I have posted here (italicized below) the main conclusion of the Commission, which had all the President's daily briefings and other intelligence he relied on. See if you can find there, or anywhere in the report, any indication that President Bush lied to the public or browbeat the intelligence agencies of the USA, France, Great Britain, Russia, and Italy into submission. What you find instead is a conclusion that US intelligence agencies believed, and told the President and members of Congress, that the WMDs were there.

That's why the President believed Saddam had the weapons. That's why most of the Republicans and Democrats in both houses of Congress believed it, too.

Now, Democrats are claiming that Bush somehow "knew" the weapons weren't there, but said they were there, so he could get a vote for war. This is completely implausible. How could Bush have known the weapons weren't there, when the agencies he relied upon were telling him the weapons were there? Upon what factual basis would he have disbelieved this overwhelming consensus?

And if he believed what the intelligence agencies were telling him--that the weapons were there--then he wasn't lying, was he?

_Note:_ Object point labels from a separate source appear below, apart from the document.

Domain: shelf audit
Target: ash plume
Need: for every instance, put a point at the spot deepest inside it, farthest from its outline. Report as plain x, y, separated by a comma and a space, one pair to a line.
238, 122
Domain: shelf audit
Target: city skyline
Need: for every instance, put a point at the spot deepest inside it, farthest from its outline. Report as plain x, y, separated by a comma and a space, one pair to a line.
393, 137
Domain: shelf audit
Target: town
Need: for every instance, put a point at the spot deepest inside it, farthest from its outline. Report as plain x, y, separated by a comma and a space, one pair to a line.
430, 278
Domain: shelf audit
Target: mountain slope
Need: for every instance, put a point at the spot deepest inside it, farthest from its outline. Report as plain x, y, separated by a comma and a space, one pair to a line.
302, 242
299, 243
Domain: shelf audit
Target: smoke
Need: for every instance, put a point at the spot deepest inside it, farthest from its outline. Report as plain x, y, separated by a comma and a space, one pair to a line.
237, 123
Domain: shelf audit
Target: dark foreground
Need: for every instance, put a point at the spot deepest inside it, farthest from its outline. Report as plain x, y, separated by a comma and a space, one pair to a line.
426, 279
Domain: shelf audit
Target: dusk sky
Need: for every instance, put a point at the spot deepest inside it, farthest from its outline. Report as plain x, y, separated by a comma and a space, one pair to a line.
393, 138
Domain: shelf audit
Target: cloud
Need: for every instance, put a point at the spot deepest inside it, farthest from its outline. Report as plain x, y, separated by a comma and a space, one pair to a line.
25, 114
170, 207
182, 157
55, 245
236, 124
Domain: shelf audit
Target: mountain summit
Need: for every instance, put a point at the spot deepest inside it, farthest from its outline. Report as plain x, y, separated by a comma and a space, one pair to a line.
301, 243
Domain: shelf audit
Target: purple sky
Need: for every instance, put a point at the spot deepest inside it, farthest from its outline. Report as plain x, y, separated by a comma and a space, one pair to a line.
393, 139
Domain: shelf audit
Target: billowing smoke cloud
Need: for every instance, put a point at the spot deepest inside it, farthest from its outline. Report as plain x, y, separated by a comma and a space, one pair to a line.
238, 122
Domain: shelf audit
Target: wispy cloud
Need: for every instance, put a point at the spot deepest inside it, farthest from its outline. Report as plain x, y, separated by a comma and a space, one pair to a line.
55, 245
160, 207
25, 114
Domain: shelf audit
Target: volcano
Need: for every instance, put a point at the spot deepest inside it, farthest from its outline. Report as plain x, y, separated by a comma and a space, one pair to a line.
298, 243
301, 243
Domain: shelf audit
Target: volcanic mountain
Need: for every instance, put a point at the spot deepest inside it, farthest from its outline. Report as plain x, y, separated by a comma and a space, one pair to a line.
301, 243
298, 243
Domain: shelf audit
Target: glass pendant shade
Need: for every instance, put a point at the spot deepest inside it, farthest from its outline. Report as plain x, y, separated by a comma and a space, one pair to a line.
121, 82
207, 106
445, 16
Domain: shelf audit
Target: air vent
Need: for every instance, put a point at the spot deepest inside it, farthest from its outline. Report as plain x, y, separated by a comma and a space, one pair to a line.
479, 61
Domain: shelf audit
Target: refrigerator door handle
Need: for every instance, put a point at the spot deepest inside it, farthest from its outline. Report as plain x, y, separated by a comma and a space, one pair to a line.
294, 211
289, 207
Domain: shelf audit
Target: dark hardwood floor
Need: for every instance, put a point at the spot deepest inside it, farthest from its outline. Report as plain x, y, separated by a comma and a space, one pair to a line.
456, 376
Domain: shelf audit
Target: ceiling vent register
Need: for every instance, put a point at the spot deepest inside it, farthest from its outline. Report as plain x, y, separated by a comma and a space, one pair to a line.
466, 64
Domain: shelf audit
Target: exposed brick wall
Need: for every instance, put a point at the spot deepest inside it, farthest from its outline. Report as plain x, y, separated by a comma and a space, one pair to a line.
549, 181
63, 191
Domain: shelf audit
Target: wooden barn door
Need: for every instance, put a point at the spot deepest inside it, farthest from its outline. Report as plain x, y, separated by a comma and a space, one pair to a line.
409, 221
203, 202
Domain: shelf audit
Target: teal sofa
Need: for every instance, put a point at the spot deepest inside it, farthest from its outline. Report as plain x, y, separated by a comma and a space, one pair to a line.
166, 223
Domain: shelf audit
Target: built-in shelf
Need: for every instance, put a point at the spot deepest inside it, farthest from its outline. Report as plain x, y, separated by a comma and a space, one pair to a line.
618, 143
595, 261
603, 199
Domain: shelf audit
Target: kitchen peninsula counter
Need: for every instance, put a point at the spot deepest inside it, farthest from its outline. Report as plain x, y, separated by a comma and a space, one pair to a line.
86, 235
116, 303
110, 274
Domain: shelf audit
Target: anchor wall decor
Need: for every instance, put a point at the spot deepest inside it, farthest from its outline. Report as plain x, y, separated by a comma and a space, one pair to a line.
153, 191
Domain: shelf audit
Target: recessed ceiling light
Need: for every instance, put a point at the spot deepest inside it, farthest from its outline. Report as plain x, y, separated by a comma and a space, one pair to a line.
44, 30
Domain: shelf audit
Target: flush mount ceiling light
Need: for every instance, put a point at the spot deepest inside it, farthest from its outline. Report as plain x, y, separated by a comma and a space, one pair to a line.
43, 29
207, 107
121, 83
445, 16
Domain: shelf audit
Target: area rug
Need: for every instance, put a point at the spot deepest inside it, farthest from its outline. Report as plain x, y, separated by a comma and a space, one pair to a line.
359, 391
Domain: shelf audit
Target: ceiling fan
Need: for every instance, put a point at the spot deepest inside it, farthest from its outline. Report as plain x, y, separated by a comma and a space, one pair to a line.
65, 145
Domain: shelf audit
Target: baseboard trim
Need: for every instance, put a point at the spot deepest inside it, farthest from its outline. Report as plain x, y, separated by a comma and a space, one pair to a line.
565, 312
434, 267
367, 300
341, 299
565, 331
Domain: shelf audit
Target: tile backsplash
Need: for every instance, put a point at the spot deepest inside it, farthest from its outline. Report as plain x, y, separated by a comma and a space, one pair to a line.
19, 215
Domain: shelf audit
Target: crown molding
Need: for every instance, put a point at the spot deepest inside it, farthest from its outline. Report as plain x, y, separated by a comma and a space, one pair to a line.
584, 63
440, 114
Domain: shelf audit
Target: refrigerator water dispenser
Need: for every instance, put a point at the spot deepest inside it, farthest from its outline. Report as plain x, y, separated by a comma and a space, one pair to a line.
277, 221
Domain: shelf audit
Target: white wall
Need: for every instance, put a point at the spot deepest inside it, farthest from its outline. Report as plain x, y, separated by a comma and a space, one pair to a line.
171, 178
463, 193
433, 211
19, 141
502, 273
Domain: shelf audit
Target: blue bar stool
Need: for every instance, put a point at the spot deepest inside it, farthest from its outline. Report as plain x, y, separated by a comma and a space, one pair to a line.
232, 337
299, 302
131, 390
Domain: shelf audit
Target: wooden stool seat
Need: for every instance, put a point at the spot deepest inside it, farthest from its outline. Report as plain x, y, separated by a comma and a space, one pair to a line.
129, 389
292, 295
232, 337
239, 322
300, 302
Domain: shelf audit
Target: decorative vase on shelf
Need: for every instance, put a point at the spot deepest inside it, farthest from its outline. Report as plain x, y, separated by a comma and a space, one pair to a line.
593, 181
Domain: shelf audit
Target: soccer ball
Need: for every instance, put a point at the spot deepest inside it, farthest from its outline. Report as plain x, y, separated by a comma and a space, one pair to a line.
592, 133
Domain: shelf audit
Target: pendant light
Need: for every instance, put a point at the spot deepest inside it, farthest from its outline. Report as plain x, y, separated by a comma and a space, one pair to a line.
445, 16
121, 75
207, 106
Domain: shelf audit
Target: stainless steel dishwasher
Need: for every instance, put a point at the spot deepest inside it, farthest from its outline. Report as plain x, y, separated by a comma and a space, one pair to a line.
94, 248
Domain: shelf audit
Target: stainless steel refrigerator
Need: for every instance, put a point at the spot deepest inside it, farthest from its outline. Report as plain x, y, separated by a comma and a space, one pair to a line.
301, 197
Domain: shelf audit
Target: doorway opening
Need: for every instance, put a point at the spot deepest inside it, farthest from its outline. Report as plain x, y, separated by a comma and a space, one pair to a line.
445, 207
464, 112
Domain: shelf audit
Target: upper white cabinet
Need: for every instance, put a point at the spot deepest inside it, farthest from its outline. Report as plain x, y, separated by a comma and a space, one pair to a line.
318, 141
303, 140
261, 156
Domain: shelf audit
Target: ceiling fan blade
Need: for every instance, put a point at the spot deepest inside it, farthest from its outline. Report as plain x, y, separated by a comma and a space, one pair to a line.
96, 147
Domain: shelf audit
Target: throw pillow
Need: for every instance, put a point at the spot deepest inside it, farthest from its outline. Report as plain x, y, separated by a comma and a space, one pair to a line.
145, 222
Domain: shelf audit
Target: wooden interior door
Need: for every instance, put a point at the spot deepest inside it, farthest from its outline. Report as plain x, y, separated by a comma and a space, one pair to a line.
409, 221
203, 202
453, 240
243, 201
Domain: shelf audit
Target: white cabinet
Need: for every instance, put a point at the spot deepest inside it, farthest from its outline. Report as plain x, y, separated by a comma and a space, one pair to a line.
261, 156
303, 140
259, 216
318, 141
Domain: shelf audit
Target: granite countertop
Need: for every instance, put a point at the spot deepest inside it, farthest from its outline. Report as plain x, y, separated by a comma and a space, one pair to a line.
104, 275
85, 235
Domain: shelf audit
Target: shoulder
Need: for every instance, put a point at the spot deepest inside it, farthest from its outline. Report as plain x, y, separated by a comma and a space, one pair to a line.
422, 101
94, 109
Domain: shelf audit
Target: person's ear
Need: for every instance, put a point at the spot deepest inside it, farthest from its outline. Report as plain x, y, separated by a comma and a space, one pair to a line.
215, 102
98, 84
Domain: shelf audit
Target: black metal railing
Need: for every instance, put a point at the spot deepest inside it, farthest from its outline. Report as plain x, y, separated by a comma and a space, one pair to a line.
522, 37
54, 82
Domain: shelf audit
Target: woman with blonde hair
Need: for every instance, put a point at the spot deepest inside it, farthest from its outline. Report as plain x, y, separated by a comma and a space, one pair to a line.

So, here's the main conclusion of the Commission:

On the brink of war, and in front of the whole world, the United States government asserted that Saddam Hussein had reconstituted his nuclear weapons program, had biological weapons and mobile biological weapon production facilities, and had stockpiled and was producing chemical weapons. All of this was based on the assessments of the U.S. Intelligence Community. And not one bit of it could be confirmed when the war was over.
While the intelligence services of many other nations also thought that Iraq had weapons of mass destruction, in the end it was the United States that put its credibility on the line, making this one of the most public--and most damaging--intelligence failures in recent American history.
This failure was in large part the result of analytical shortcomings; intelligence analysts were too wedded to their assumptions about Saddam's intentions. But it was also a failure on the part of those who collect intelligence--CIA's and the Defense Intelligence Agency 's (DIA) spies, the National Security Agency 's (NSA) eavesdroppers, and the National Geospatial-Intelligence Agency 's (NGA) imagery experts.1 In the end, those agencies collected precious little intelligence for the analysts to analyze, and much of what they did collect was either worthless or misleading. Finally, it was a failure to communicate effectively with policymakers; the Intelligence Community didn't adequately explain just how little good intelligence it had--or how much its assessments were driven by assumptions and inferences rather than concrete evidence.